Besuchersperre für Gaskammern in Mauthausen

Gedenkstätte. „Keine Attraktionsorte“: Aus konservatorischen Überlegungen, aber auch aus Pietätsgründen sollen laut neuem Museumskonzept Gaskammer und Krematorium nur noch über eine Glasbalustrade zu besichtigen sein.

Linz/Geme. Derzeit legen Restauratoren das ursprüngliche Erscheinungsbild von NS-Baracken im Konzentrationslager Mauthausen frei, Archäologen suchen in bisher wenig beachteten historischen Bereichen wie dem ehemaligen Krankenrevier, dem Sanitätslager oder der Aschenhalde nach Zeugnissen der Vergangenheit, während Handwerker das sogenannte Reviergebäude sanieren.

Seit Sommer 2010 arbeitet das Innenministerium in Kooperation mit dem Bundesdenkmalamt und dem Institut für Ur- und Frühgeschichte der Universität Wien nun schon an der Umgestaltung der KZ-Gedenkstätte in Oberösterreich, die jährlich von rund 200.000 Menschen besucht wird.

Ende 2012 wird die erste Phase der Arbeiten abgeschlossen sein und ein völlig neues museumspädagogisches Konzept vorgestellt werden. Einer der Schwerpunkte der Umgestaltung liegt im Keller des Reviergebäudes, in dem die Tötungsanlagen – Gaskammern, Krematorium und sogenannte „Genickschussecken“ – untergebracht waren. Für diese Ort, die bis zum Umbau frei zugänglich waren, wird es künftig Beschränkungen geben: „Aus konservatorischen Überlegungen, aber auch aus Pietätsgründen“, wie Christian Dürr, Leiter des Archivs der Gedenkstätte, der „Presse“ erklärt.

Weil es in der Vergangenheit immer wieder zu Lärm oder Besucheransammlungen zum Beispiel bei Schülerführungen gekommen sei, werden die Tötungsanlagen nur noch über eine Absperrung, etwa eine Glasbalustrade, zu besichtigen sein: „Mit den Gaskammern als Ort des Gruselns, aber auch als Attraktionsort wollen wir brechen. Die Ausstellungswege werden deshalb über Informationsräume führen, „die zur Rezeption dieser Orte notwendig sind“.

Zum neuen Konzept gehört auch die weitestgehende Wiederherstellung der ursprünglichen Substanz: Unter dem weißen Anstrich und dem schwarzen Asphaltboden, die 1967 während der ersten Adaptierung des Reviergebäudes zum Museum das authentische historische Erscheinungsbild verfälschten, fand man neben pastellfarbener Wandfarbe mit mehrfarbigem Walzmuster auch rötlichbraune Bodenbeläge oder Schuhabdrücke von Häftlingen im Estrich.

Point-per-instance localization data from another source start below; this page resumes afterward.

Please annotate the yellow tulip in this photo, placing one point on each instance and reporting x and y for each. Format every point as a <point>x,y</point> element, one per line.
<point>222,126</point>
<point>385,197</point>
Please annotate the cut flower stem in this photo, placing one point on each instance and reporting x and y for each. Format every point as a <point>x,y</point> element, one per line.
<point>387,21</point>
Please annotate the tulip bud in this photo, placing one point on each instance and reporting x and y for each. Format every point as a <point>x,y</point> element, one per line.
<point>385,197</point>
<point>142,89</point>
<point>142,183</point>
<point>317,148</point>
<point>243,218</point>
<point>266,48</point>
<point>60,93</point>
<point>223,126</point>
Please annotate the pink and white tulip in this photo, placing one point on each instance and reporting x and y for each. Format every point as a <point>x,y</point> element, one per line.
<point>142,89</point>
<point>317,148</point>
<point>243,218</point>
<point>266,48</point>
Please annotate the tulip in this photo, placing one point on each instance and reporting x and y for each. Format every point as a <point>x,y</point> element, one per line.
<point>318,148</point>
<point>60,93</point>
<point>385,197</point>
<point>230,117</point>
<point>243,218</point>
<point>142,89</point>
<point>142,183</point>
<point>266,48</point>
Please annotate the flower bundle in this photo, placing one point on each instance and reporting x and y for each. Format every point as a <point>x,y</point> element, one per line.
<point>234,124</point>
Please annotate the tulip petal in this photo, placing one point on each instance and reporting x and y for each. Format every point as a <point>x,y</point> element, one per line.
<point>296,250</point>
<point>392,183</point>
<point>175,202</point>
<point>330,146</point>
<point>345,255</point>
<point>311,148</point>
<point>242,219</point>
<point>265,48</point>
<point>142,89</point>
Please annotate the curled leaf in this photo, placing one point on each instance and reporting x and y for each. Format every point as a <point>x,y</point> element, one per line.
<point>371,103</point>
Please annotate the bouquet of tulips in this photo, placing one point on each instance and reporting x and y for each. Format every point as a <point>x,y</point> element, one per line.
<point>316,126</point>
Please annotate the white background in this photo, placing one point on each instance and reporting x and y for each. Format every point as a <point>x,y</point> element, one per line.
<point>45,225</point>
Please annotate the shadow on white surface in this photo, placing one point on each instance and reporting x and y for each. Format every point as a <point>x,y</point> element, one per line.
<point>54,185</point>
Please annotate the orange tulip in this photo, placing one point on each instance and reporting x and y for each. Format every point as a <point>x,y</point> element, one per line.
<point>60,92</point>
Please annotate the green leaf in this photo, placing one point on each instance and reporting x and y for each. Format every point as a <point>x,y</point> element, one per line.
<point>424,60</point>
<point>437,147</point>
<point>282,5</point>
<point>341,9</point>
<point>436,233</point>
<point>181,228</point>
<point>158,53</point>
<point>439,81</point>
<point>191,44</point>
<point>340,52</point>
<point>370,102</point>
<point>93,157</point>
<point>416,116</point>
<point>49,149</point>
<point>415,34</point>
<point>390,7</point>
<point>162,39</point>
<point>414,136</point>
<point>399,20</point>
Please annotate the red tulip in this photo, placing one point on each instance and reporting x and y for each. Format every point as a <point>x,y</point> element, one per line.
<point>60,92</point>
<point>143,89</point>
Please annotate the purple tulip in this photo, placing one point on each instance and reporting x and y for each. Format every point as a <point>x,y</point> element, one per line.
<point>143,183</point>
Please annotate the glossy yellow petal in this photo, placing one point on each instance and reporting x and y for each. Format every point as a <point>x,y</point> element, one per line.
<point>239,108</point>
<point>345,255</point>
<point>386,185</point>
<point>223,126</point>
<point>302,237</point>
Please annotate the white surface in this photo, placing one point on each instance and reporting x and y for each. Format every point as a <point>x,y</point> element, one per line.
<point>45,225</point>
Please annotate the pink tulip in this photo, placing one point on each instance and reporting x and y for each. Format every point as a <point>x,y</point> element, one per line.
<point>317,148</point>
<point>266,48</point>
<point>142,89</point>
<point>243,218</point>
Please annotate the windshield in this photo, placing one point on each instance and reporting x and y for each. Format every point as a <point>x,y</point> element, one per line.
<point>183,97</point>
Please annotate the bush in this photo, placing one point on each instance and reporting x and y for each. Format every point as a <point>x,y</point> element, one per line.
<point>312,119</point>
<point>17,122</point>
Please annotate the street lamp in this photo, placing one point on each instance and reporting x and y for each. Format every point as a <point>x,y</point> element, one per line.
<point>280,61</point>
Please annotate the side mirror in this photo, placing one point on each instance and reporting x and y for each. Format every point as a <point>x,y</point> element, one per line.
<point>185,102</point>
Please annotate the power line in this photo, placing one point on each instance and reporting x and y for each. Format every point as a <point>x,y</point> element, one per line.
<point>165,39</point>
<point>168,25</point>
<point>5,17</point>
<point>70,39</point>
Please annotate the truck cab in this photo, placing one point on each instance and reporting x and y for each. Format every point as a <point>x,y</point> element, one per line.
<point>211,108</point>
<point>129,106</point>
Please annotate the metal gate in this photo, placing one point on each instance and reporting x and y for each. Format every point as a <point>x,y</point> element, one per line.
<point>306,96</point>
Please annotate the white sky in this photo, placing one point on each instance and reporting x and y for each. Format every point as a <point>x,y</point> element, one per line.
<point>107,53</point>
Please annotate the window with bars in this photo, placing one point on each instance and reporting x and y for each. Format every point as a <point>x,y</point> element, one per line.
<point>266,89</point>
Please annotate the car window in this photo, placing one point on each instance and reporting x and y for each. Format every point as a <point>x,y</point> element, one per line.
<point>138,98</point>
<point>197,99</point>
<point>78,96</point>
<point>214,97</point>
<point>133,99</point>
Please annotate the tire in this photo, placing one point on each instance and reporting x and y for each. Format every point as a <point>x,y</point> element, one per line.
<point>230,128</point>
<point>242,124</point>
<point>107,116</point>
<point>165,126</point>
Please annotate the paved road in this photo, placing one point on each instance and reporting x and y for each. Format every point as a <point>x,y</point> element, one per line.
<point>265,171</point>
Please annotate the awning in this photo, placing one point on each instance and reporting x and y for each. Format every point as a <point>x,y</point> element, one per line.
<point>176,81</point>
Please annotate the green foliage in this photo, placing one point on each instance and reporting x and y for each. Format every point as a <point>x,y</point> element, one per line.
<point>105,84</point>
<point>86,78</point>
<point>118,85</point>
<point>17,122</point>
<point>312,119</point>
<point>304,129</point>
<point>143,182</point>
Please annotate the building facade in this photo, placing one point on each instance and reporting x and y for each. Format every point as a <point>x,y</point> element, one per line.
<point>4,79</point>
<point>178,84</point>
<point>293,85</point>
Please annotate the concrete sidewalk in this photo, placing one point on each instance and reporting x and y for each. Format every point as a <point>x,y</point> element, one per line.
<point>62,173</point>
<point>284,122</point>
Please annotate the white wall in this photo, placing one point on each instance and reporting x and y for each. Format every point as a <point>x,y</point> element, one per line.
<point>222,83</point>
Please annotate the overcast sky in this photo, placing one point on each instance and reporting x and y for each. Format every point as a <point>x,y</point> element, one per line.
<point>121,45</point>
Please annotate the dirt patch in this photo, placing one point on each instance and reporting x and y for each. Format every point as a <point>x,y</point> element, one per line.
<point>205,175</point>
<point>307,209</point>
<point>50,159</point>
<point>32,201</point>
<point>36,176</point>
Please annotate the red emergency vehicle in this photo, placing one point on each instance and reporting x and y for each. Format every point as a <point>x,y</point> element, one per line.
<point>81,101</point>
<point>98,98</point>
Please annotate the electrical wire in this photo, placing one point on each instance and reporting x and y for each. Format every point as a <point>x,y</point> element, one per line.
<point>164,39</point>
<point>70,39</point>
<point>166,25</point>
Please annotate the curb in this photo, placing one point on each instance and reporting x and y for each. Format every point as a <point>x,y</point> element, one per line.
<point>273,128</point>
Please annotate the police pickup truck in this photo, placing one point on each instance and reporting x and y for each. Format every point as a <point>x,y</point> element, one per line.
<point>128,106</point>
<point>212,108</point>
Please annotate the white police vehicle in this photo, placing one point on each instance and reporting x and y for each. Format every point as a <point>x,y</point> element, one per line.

Erstmals sollen außerdem nach der Befreiung zerstörte Orte der systematischen Vernichtung wieder sichtbar gemacht und in das museumspädagogische Konzept eingebunden werden. Das aus zwölf Baracken bestehende Sanitätslager etwa sei von den Alliierten wegen der befürchteten Ausbreitung von Seuchen niedergebrannt worden. Die Wiese, auf der es stand, wurde bis dato als Parkplatz während der Befreiungsfeiern genutzt, obwohl das Sanitätslager einst als „einer der Hauptorte des Sterbens“ galt, wie Dürr sagt.

Nach 2012 – die Umgestaltung soll bis 2018 dauern, die Kosten allein für die baulichen Maßnahmen liegen bei etwa 2,5 Millionen Euro – wird der Schwerpunkt auf der Außen- und Oberflächengestaltung des Areals liegen.

Unter anderem ist dann auch der Ausbau einer Anbindung an die Gedenkstätte Gusen geplant. Was diesen „dezentralen“ Ort des Erinnerns betrifft, sind die Dinge zuletzt allerdings ins Stocken geraten (siehe Bericht oben).